“Agora o seringal é no punho da rede”, afirma seringueiro em relação às mudanças no ramo
Com a modernização dos seringais, rotina das novas gerações de seringueiros é bem diferente da vida dos antepassados deles
Para o seringueiro Adolfo Saunier, 55, a modernização dos
seringais mudou o processo de extração do látex no Amazonas e permitiu o
retorno dos seringueiros
O
cenário dos seringais dos tempos modernos não guarda qualquer
semelhança com o do tempo dos Soldados da Borracha, no período da
Segunda Guerra Mundial, quando era espaço de escravidão, doença e
tragédias, objeto de pesquisa do mestrando Frederico Alexandre de
Oliveira Lima. “Agora o seringal é no punho da rede”, afirma Josué
Afonso Barbosa, 44, que trabalha no seringal de cultivo Piquié, na
comunidade São José 2, no Município de Itacoatiara (a 180 quilômetros de
Manaus).
A
comparação feita por Josué é para lembrar que nos seringais nativos, os
trabalhadores eram obrigados a percorrer longas distâncias para dar
conta de uma produção de leite. Nos seringais de cultivo, ainda poucos
no Estado, as árvores são plantadas próximas umas das outras e
delimitadas a uma área, o que facilita a coleta. Outro fator importante
para o crescimento da atividade, são os subsídios dados pelos governos
federal e estadual, assim como de algumas prefeituras.
No
ano passado, por meio da Agência de Desenvolvimento Sustentável (ADS), o
governo repassou, ao pagamento da subvenção da borracha, mais de R$ 800
mil, beneficiando 13 associações, ou 1,2 mil famílias de extrativistas
de seringueiros residentes nos municípios de Manicoré, Lábrea, Canutama,
Pauini, Boca do Acre, Eirunepé, Carauari e Itacoatiara. O dinheiro
equivale ao pagamento de R$ 1 ao seringueiro para cada quilo da borracha
natural comercializada, mediante apresentação da nota fiscal de vendas.
De acordo com a ADS, duas mil famílias em 18 municípios têm a missão de
fazer renascer a matéria prima, o látex, que sai da seringueira.
HISTÓRIA
Eleito
presidente da Cooperativa de Seringueiros de Itacoatiara e outros seis
municípios, Adolfo Saunier, 55, confirma os dias tranquilos para quem
trabalha com seringa.
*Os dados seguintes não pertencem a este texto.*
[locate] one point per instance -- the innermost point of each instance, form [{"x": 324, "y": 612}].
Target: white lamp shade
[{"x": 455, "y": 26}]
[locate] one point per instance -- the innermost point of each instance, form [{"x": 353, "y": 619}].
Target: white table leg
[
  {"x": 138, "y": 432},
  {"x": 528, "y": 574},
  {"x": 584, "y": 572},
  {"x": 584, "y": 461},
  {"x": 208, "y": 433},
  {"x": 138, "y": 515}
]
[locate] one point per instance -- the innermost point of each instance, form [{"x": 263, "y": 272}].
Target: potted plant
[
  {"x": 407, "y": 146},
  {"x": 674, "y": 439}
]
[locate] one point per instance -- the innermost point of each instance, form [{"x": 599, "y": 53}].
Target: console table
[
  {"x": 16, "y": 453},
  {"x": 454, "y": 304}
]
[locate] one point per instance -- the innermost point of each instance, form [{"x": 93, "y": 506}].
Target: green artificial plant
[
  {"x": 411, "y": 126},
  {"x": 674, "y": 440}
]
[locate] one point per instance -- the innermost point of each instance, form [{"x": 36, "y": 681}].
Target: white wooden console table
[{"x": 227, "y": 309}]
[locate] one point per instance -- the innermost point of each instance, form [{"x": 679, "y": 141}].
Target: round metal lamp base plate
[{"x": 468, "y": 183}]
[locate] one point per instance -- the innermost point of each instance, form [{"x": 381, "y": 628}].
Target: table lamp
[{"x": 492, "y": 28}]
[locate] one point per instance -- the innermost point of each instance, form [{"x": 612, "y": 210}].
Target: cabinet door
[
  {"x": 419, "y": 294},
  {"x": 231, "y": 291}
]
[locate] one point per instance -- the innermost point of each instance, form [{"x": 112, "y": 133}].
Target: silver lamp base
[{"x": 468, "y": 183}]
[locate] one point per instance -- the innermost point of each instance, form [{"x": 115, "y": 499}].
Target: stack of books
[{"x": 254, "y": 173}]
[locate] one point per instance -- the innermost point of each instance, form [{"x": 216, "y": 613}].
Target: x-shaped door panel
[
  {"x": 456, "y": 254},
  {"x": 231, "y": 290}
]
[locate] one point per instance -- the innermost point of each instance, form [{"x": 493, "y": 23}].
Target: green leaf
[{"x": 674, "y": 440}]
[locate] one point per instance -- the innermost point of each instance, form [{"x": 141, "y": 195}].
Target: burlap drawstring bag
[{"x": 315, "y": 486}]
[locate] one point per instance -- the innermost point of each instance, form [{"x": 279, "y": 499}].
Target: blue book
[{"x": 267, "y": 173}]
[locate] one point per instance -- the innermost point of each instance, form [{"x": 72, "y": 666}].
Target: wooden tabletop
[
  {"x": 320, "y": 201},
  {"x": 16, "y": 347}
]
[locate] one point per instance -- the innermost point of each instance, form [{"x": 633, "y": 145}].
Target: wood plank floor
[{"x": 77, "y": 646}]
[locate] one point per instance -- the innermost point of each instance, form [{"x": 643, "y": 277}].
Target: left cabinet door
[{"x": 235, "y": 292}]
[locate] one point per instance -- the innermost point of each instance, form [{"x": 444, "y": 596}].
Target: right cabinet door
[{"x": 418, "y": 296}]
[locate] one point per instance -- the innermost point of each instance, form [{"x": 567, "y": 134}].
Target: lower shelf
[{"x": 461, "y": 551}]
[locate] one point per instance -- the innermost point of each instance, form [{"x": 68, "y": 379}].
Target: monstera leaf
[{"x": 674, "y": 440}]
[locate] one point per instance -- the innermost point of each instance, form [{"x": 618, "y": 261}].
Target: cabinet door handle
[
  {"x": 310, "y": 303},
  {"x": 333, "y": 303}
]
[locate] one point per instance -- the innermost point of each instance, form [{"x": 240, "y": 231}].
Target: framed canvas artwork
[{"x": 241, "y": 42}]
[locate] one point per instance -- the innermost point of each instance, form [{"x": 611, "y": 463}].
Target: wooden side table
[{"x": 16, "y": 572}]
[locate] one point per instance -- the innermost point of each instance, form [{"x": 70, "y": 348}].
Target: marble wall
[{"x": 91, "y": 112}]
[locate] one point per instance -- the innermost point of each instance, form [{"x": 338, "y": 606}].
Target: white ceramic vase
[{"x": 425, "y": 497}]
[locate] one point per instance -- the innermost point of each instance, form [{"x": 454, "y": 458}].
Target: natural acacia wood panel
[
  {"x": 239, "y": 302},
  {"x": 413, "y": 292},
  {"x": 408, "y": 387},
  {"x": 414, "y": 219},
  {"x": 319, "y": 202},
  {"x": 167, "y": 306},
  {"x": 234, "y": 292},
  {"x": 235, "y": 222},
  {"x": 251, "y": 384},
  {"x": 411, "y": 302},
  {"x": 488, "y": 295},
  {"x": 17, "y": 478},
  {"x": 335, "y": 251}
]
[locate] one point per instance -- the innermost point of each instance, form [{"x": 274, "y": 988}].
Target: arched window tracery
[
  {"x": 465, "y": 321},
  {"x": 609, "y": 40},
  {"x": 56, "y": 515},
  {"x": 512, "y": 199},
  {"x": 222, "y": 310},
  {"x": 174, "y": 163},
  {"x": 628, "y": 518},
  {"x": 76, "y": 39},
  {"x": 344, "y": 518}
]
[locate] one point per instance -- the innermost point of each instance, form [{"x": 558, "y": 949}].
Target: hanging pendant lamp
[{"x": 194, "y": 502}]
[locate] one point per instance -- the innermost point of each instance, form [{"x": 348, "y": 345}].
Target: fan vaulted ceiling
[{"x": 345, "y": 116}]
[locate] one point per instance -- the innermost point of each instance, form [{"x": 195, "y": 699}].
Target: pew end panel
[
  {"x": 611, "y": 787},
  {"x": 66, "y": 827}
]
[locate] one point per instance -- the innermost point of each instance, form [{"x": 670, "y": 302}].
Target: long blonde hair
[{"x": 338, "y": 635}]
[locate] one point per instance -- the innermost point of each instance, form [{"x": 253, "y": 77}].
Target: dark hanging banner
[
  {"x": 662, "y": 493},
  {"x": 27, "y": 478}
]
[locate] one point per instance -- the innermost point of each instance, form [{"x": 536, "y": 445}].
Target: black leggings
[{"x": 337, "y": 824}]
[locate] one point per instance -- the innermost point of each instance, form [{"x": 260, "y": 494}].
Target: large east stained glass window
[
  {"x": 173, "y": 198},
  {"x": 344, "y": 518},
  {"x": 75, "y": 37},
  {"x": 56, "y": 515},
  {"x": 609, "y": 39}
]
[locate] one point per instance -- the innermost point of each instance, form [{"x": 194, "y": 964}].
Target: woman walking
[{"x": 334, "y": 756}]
Sem precisar fazer o processo de defumação,
causador de danos sérios à saúde, ele conta já ter cortado muita seringa
quando era adolescente, tarefa abandonada por falta de mercado. Na
retomada, sente-se otimista. “Temos outra atividade, além de borracha,
mas os ganhos com ela melhoraram para os produtores, pois temos dinheiro
que não existia antes”, explica ele, citando que, com o financiamento,
os agricultores começaram a melhorar as condições de vida.
Na
associação comandada por ele, estão pessoas dos municípios de Nova
Olinda, Autazes, Maués, Itacoatiara e Urucurituba e Silves. A produção é
entregue a Iranduba e Manicoré.
Casado,
com três filhas e um neto, Saunier mora na comunidade Paraná da Serpa,
em Itacoatiara, e respira, literalmente, outros ares. A coleta do leite
ainda é feita na madrugada, mas não há necessidade de uma jornada tão
longa como antigamente e nem de grandes sacrifícios, pois o processo de
coalho do leite é facilitado por um produto. Ter conhecido pessoas
escravizadas por patrões dos seringais dão a ele a certeza de que hoje
vale a pena ser seringueiro. “Nós somos respeitados, isso é novidade que
vale a pena saber”, assegura.
‘Má fama’ afasta os novatos
O
presidente do Conselho Nacional dos Seringueiros (CNS), Manuel Cunha,
filho, neto e bisneto de seringueiros atraídos do Ceará com falsas
promessas de riquezas, é outro que destaca os novos tempos chegados aos
seringais. Para ele, no entanto, o legado de exploração deixado pelos
patrões da seringa no século passado ainda é suficiente para
desestimular a entrada de novas pessoas na atividade.
Manuel,
que passou 18 anos cortando seringa com lamparina, diz que isso impedia
os seringueiros verem as onças, que sempre existiram nas matas.
Natural
do município de Carauari (a 702 quilômetros), ele destaca a
generosidade de uma seringueira, árvore que, segundo afirma, “dá a sua
seiva durante várias gerações”. Segundo ele, que nasceu no Seringal São
Romão, colocação Mandioca, foi dali que o pai dele tirou a renda para
criar os filhos, da mesma forma que ele também criou os dele. “Se meu
pai fosse pescador, eu teria que pegar outros peixes para sustentar
minha família, se fosse madeireiro ou agricultor, teria que derrubado
madeira ou limpado outras áreas. Esse é o diferencial do seringal, pois
as mesmas seringueiras usadas por meu pai e por mim continuam
produzindo, porque a natureza é uma mãe”, finaliza.
Memórias do tempo difícil
“Fui
Soldado de Borracha no Rio Madeira, em Humaitá. Desde novinho eu
trabalhava. Saía 9h da noite chegava ao meio dia para defumar o leite.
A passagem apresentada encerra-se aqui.